Hong Kong - Oil traded near $57 a barrel before US data forecast to show crude stockpiles in the world’s biggest consumer fell for a fifth week.
Futures were little changed in New York after slipping 0.2% on Monday. Inventories probably lost 3 million barrels last week, according to a Bloomberg survey before Energy Information Administration data on Wednesday.
Nigerian oil workers suspended strike action and agreed to continue talks next month, a union spokesperson said, while output from a Libyan field returned to normal after a power outage on Saturday, said a person familiar with the matter.
Oil has rallied the past three months as the Organisation of Petroleum Exporting Countries and its allies reduce supply to drain a global glut. The unprecedented cooperation among producers has pushed prices this year to average almost $51 a barrel, on their way to a second annual advance.
“Rebalancing is moving in the right direction,” said Ric Spooner, a Sydney-based analyst at CMC Markets. “The higher the price, the greater the incentive for new supply and that really is the dynamic to be watching. Everybody will also be watching Middle East politics, which is progressively deteriorating.”
West Texas Intermediate for January delivery, which expires on Tuesday, added as much as 19 cents to $57.35 a barrel on the New York Mercantile Exchange. Total volume traded was about 54% below the 100-day average. The more-active February futures rose 16c to $57.38 at 2:32 pm in Hong Kong.
Brent for February settlement climbed 14c to $63.55 a barrel on the London-based ICE Futures Europe exchange after rising 0.3% on Monday.

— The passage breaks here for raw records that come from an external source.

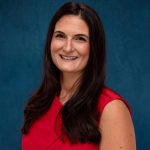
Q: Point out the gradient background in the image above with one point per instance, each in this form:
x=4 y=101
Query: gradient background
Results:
x=23 y=29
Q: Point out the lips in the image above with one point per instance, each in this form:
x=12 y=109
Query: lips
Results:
x=64 y=57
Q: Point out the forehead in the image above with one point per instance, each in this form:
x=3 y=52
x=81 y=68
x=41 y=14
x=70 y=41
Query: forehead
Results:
x=72 y=24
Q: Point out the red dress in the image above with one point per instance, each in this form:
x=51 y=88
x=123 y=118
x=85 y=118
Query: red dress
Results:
x=43 y=136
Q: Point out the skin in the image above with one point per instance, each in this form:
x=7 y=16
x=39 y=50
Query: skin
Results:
x=117 y=127
x=70 y=51
x=116 y=124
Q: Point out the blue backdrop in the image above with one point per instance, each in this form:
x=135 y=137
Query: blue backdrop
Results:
x=23 y=28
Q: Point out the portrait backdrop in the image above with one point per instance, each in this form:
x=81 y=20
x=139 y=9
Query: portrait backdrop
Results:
x=23 y=29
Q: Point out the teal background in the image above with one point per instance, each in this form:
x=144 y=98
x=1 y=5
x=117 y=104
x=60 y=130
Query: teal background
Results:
x=23 y=28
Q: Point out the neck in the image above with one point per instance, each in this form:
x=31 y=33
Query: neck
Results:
x=69 y=83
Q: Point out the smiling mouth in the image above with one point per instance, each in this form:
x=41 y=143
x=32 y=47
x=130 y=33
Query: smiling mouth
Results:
x=68 y=57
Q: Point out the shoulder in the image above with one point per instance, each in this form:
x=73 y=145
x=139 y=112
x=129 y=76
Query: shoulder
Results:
x=116 y=126
x=107 y=96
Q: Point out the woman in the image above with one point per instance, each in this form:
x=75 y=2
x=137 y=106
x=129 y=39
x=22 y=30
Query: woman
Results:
x=72 y=109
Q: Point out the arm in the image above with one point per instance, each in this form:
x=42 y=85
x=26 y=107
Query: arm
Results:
x=117 y=128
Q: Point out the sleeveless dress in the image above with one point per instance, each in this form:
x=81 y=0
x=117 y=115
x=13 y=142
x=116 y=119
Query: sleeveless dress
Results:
x=43 y=136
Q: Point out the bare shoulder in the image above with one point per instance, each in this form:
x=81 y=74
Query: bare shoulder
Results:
x=116 y=127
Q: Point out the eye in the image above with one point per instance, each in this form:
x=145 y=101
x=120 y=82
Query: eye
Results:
x=59 y=36
x=80 y=39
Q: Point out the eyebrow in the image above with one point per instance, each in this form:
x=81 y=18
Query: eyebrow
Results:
x=74 y=35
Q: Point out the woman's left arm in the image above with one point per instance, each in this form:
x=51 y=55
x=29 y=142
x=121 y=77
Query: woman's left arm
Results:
x=117 y=128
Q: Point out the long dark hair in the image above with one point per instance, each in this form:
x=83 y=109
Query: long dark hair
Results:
x=80 y=116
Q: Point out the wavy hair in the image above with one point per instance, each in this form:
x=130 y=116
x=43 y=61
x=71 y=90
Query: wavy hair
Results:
x=80 y=115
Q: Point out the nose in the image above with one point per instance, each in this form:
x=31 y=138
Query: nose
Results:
x=68 y=46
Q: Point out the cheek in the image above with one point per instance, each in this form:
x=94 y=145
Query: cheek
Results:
x=85 y=51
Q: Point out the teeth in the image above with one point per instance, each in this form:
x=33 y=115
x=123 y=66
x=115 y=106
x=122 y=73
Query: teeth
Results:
x=68 y=57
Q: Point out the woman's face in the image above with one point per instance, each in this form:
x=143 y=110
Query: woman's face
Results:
x=70 y=44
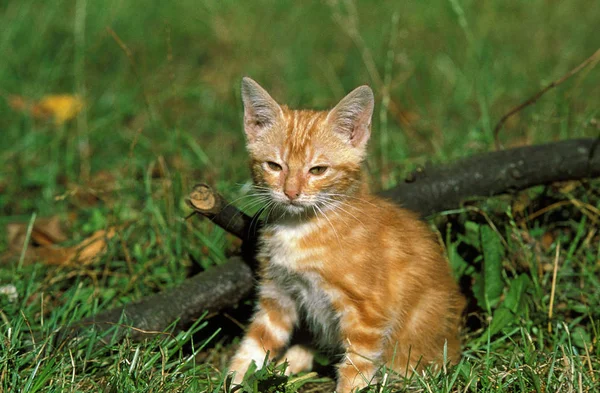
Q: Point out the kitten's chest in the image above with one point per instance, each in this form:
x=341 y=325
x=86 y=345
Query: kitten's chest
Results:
x=295 y=271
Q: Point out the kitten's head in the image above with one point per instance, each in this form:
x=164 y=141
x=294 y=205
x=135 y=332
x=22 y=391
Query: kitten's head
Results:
x=306 y=160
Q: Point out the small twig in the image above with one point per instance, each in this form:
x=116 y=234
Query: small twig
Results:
x=552 y=291
x=537 y=96
x=204 y=200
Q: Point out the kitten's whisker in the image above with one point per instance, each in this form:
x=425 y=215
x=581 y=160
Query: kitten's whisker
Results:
x=336 y=204
x=350 y=196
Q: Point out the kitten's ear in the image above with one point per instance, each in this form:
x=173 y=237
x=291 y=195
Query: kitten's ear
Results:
x=352 y=116
x=260 y=110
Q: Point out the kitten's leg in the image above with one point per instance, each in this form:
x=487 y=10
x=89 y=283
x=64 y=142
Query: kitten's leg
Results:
x=299 y=357
x=363 y=351
x=270 y=331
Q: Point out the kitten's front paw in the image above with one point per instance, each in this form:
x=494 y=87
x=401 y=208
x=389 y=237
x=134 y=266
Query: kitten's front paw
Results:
x=299 y=358
x=237 y=370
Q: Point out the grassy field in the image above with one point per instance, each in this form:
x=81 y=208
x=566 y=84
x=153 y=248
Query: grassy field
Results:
x=159 y=83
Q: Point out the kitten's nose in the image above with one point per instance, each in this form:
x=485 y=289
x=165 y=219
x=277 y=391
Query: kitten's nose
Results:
x=291 y=193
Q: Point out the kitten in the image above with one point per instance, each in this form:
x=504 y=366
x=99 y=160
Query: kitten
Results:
x=364 y=275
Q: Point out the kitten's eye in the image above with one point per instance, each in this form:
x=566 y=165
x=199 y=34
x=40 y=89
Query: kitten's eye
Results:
x=274 y=166
x=318 y=170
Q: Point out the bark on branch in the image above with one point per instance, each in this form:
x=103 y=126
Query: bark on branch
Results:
x=426 y=191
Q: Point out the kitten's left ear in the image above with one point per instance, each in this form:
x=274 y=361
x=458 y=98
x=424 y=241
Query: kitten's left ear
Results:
x=351 y=117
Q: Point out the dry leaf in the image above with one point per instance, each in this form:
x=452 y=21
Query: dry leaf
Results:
x=61 y=108
x=43 y=247
x=58 y=107
x=84 y=253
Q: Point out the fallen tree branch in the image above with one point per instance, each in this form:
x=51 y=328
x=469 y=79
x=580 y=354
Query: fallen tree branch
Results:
x=426 y=191
x=220 y=287
x=595 y=57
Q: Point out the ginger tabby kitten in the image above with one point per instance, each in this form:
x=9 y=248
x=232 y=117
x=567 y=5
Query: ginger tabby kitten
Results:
x=364 y=275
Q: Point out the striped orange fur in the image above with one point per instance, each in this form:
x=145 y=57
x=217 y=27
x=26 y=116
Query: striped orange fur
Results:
x=367 y=277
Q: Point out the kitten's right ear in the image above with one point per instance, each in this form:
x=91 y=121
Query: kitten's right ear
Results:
x=260 y=110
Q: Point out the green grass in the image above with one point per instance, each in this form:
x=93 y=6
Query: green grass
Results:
x=163 y=112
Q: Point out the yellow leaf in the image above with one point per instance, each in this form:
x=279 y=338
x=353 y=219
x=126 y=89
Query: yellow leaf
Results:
x=61 y=107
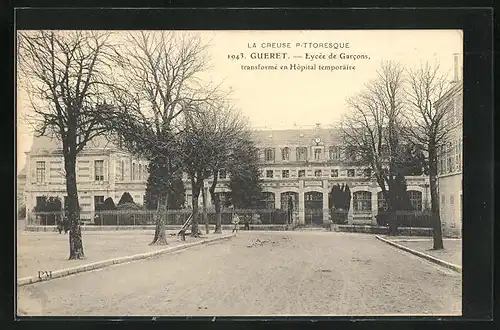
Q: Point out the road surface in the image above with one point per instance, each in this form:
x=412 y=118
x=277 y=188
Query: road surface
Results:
x=258 y=273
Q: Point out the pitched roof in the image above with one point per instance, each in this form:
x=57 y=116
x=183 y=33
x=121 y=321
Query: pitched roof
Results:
x=297 y=137
x=22 y=174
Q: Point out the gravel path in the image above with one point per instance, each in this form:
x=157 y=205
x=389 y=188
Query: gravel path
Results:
x=258 y=273
x=49 y=250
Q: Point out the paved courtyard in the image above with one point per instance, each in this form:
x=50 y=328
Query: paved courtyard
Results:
x=258 y=273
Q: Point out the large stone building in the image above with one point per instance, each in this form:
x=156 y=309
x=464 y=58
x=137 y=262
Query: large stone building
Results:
x=103 y=171
x=450 y=163
x=301 y=164
x=304 y=164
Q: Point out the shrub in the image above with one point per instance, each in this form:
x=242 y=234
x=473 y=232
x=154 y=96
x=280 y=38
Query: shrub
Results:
x=21 y=212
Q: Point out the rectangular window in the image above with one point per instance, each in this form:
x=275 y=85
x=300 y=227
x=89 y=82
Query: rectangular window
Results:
x=98 y=201
x=285 y=154
x=99 y=170
x=301 y=154
x=317 y=154
x=40 y=172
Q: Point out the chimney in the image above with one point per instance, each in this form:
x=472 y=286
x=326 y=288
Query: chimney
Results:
x=455 y=68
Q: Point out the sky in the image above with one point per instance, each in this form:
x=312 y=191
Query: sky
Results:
x=281 y=99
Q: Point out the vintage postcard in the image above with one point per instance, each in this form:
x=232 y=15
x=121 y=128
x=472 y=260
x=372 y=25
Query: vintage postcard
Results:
x=239 y=173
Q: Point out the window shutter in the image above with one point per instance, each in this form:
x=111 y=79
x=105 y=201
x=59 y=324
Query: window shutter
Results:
x=47 y=171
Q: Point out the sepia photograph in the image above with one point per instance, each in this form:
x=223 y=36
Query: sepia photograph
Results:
x=231 y=173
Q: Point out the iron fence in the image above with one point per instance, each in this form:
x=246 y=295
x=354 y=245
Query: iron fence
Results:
x=174 y=217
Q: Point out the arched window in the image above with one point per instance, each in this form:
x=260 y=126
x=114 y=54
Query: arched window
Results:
x=362 y=201
x=267 y=200
x=301 y=153
x=285 y=153
x=382 y=203
x=415 y=199
x=289 y=198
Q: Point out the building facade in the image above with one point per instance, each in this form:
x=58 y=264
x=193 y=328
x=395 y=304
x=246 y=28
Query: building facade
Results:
x=300 y=165
x=450 y=163
x=102 y=171
x=20 y=185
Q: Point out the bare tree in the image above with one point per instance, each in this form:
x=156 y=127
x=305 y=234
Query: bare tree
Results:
x=161 y=70
x=67 y=77
x=426 y=125
x=372 y=129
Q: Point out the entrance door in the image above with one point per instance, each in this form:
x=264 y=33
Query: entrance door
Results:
x=313 y=208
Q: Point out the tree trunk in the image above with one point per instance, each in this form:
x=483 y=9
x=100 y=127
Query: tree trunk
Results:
x=437 y=234
x=216 y=200
x=75 y=232
x=161 y=221
x=391 y=211
x=205 y=216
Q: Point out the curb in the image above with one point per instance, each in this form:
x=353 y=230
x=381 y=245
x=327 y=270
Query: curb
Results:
x=115 y=261
x=423 y=255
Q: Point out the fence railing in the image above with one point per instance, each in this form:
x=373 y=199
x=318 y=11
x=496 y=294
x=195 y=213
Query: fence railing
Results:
x=407 y=219
x=44 y=218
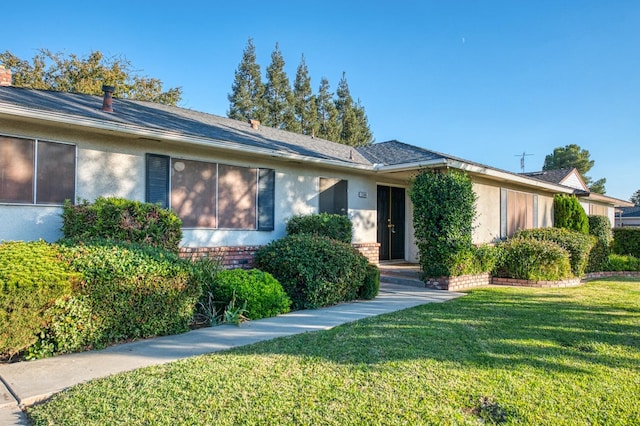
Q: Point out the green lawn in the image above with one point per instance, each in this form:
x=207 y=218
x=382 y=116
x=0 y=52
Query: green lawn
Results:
x=514 y=355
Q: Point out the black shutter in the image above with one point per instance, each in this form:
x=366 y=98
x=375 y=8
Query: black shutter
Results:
x=157 y=185
x=266 y=199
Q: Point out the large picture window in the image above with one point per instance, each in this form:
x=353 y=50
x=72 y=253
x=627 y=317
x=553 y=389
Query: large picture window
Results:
x=518 y=210
x=211 y=195
x=36 y=172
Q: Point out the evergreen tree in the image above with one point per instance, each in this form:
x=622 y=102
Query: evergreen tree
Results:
x=354 y=128
x=246 y=97
x=278 y=96
x=305 y=106
x=327 y=113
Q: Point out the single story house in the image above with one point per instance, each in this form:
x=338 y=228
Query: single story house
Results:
x=233 y=183
x=628 y=216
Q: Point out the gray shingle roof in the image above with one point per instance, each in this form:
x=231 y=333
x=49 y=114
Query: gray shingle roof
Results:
x=553 y=176
x=395 y=152
x=180 y=120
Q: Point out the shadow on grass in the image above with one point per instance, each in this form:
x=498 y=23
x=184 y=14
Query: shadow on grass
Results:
x=563 y=330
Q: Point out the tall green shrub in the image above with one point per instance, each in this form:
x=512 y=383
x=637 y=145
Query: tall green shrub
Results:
x=626 y=241
x=334 y=226
x=577 y=244
x=124 y=220
x=32 y=277
x=568 y=213
x=444 y=210
x=600 y=229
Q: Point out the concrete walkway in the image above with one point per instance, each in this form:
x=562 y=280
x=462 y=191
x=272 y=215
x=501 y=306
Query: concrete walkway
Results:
x=26 y=383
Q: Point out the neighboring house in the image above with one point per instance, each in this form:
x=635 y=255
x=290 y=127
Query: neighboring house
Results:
x=628 y=216
x=233 y=183
x=592 y=203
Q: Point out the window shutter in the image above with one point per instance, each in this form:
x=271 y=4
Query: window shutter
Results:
x=157 y=185
x=266 y=199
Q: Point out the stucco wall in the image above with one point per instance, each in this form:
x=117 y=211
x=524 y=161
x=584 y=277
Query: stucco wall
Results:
x=108 y=166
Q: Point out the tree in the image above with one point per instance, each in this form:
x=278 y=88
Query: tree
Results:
x=75 y=74
x=354 y=128
x=304 y=102
x=278 y=97
x=245 y=99
x=327 y=113
x=571 y=156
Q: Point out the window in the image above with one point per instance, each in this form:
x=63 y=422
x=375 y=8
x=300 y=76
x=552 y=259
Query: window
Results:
x=211 y=195
x=36 y=172
x=518 y=210
x=333 y=196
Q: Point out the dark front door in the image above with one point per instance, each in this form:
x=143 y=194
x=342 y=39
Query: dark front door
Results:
x=391 y=222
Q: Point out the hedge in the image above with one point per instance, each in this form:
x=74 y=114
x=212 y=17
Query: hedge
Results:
x=32 y=277
x=315 y=271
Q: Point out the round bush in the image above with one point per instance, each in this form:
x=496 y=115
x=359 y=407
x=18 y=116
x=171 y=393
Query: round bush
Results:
x=535 y=260
x=334 y=226
x=315 y=271
x=259 y=292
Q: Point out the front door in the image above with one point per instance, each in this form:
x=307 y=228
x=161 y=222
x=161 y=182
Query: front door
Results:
x=391 y=222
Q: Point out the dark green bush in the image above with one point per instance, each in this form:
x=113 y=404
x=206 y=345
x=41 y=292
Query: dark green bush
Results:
x=577 y=244
x=531 y=259
x=32 y=277
x=444 y=210
x=600 y=228
x=315 y=271
x=621 y=263
x=334 y=226
x=122 y=220
x=568 y=213
x=626 y=241
x=371 y=286
x=135 y=291
x=259 y=292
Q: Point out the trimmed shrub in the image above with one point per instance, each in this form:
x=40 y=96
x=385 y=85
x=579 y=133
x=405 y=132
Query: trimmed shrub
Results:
x=626 y=241
x=531 y=259
x=135 y=291
x=122 y=220
x=577 y=244
x=70 y=326
x=371 y=286
x=444 y=209
x=334 y=226
x=568 y=213
x=32 y=277
x=315 y=271
x=621 y=263
x=600 y=228
x=258 y=292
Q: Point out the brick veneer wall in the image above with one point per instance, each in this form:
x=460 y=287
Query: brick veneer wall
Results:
x=232 y=257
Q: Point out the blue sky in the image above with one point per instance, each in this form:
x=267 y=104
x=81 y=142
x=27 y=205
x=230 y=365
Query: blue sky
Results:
x=483 y=80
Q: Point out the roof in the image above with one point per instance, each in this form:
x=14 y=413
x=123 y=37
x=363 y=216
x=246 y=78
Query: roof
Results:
x=553 y=176
x=630 y=211
x=149 y=115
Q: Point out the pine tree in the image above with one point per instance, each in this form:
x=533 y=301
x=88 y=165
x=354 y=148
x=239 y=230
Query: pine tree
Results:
x=246 y=97
x=305 y=106
x=354 y=127
x=278 y=96
x=327 y=113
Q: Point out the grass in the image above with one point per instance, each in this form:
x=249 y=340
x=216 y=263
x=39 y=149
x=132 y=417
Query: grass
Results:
x=499 y=355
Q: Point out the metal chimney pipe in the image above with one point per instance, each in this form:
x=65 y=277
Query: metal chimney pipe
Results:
x=107 y=102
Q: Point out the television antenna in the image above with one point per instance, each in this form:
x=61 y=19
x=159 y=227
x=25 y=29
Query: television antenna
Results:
x=524 y=154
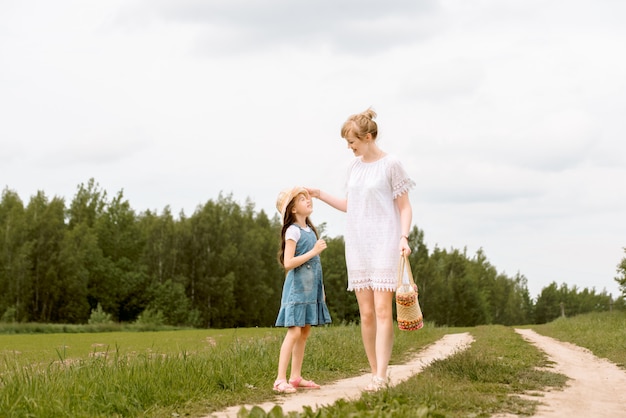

The global benchmark traded at a premium of $6.16 to February WTI.
US crude stockpiles at Cushing, Oklahoma, the delivery point for WTI and the nation’s biggest oil-storage hub, probably fell by 2.2 million barrels last week, according to a forecast compiled by Bloomberg. That would be a sixth weekly drop, the longest run since July, according to EIA data.
Oil-market news:
• Shale output at major US fields is projected to reach 6.41 million barrels a day next month, according to the EIA’s monthly Drilling Productivity Report.
• The EIA boosted its December estimate to 6.31 million a day.